Vor über hundert Jahren hatten Geary und seine Kameraden diese Vorschrift als die »Pech gehabt«-Regel bezeichnet. Befolgte man einen Befehl, obwohl ein paar von »allen potenziellen Faktoren« dagegensprachen, waren alle Konsequenzen daraus einfach nur die Schuld des jeweiligen Kommandanten. Befolgte man unter diesen Umständen einen Befehl nicht, dann traf ebenfalls den Kommandanten alle Schuld. Er hätte sich keine Sorgen machen müssen, dass eine solche Vorschrift zum Schutz der vorgesetzten Autorität aus dem Regelwerk entfernt worden war.

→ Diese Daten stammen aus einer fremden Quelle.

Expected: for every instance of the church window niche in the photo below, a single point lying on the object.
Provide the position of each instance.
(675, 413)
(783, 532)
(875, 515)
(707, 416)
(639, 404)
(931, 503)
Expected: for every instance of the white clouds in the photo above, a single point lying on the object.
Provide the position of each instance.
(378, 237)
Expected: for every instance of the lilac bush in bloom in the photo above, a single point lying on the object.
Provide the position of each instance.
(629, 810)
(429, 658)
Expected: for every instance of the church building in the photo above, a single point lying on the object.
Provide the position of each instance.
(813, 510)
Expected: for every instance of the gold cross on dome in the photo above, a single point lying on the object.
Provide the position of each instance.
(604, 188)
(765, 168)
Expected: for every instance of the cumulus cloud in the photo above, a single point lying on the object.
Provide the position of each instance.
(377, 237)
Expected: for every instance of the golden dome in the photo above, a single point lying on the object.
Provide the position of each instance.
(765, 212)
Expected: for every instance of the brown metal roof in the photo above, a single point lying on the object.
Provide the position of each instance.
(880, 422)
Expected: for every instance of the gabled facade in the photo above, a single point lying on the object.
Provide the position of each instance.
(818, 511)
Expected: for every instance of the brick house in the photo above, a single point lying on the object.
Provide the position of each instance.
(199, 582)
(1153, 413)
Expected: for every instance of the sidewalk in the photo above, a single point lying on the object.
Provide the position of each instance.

Aber er konnte die Vorschrift auch gegen diese vorgesetzte Autorität zum Einsatz bringen. Er konnte auf diesen Befehl mit einem sehr detaillierten Bericht reagieren, der all jene potenziellen Faktoren enthielt, mit denen sich die aus seiner Sicht notwendige Verzögerung bei der Umsetzung dieser Mission rechtfertigen ließ. Es waren weitere Reparaturen durchzuführen, die Vorräte waren noch nicht vollständig aufgestockt, Crewmitglieder waren nach wie vor auf Landurlaub, und wenn nicht ein Notruf an sie ausgesandt wurde, würden sie sich erst zum vereinbarten Termin wieder bei der Flotte einfinden. Um diese Argumente zusammenzustellen, würde er bestimmt einen ganzen Tag benötigen, und das, wo es keine Garantie gab, dass im Hauptquartier irgendjemand mehr lesen würde als den zusammenfassenden Absatz zu Beginn seiner Ausführungen. Es war nicht mal sicher, ob sich im Hauptquartier überhaupt jemand für Argumente interessierte, die der von ihnen gewählten Version der Wirklichkeit widersprachen.

Aber er konnte auch nicht lügen. Eine Potemkinsche Flotte mochte schön und gut sein, wenn es sich nur um rein verwaltungstechnische Angelegenheiten handelte. Aber eine Lüge über den Bereitschaftsstatus der Flotte hatte da schon etwas Kriminelles an sich.